For Coalson, the difference between the image on screen and in printed form is the difference between fiction and reality: “The high resolution digital photography of today enables incredible creativity and customisation that is meaningful for both the artist and the art buyer; but as long as it is on screen, it’s only bits and pixels. When you print the work onto a physical material, it becomes real because it’s tangible. When you see the human emotional response of someone who experiences your art: that is my truth.”

Coalson has worked professionally in the visual arts since 1987 and has continued to rely on Epson printers to ensure the highest colour fidelity and archival quality of his images since he began taking photographs in the early 1990s. In 2004 he began making fine art prints with his Epson large format printer and is now known for his work in fine art photography and abstract mixed media, with his work being exhibited internationally and held in private and corporate collections worldwide.

Coalson believes in the power of the printed image and, for him, Epson is the brand that embodies this art form. “Epson was the first printing company to demonstrate their commitment to fine art and professional photography by taking inkjet printing to the highest level for this purpose when others focussed on industrial printing instead.”

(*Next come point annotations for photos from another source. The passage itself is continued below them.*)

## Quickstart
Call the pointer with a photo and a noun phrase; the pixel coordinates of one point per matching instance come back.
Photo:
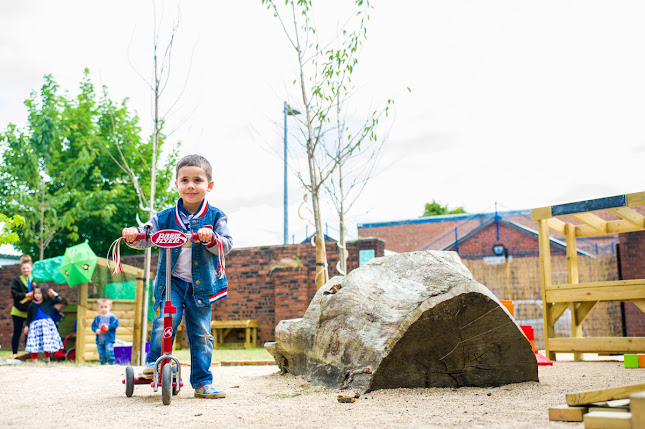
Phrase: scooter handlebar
(193, 236)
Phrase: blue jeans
(198, 329)
(106, 353)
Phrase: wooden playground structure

Epson’s Phil McMullin, sales manager for professional photo printers said: “When the first Epson Stylus Colour printer was released in 1994, demonstrating the company’s dedication to Micro Piezo printing technology, there was incredible excitement from photo enthusiasts – both professional and amateur.  At last, people could rely on unrivalled photo printing technology to give them a digitally produced, gallery-ready print that would last for years, and not months.  Today we are No 1 in the professional photography print market and many photographers rely on our technology to turn their images into prints.”

As part of Epson’s European-wide #ThisIsMyTruth campaign, Epson is shining a light on its professional photographer ambassadors. The campaign is about sharing their stories of how they achieve total control over the integrity of their images – from capture to printed result – to ensure each photo conveys the moment, the story, the subject, the location, and above all the photographer's desire to communicate truth.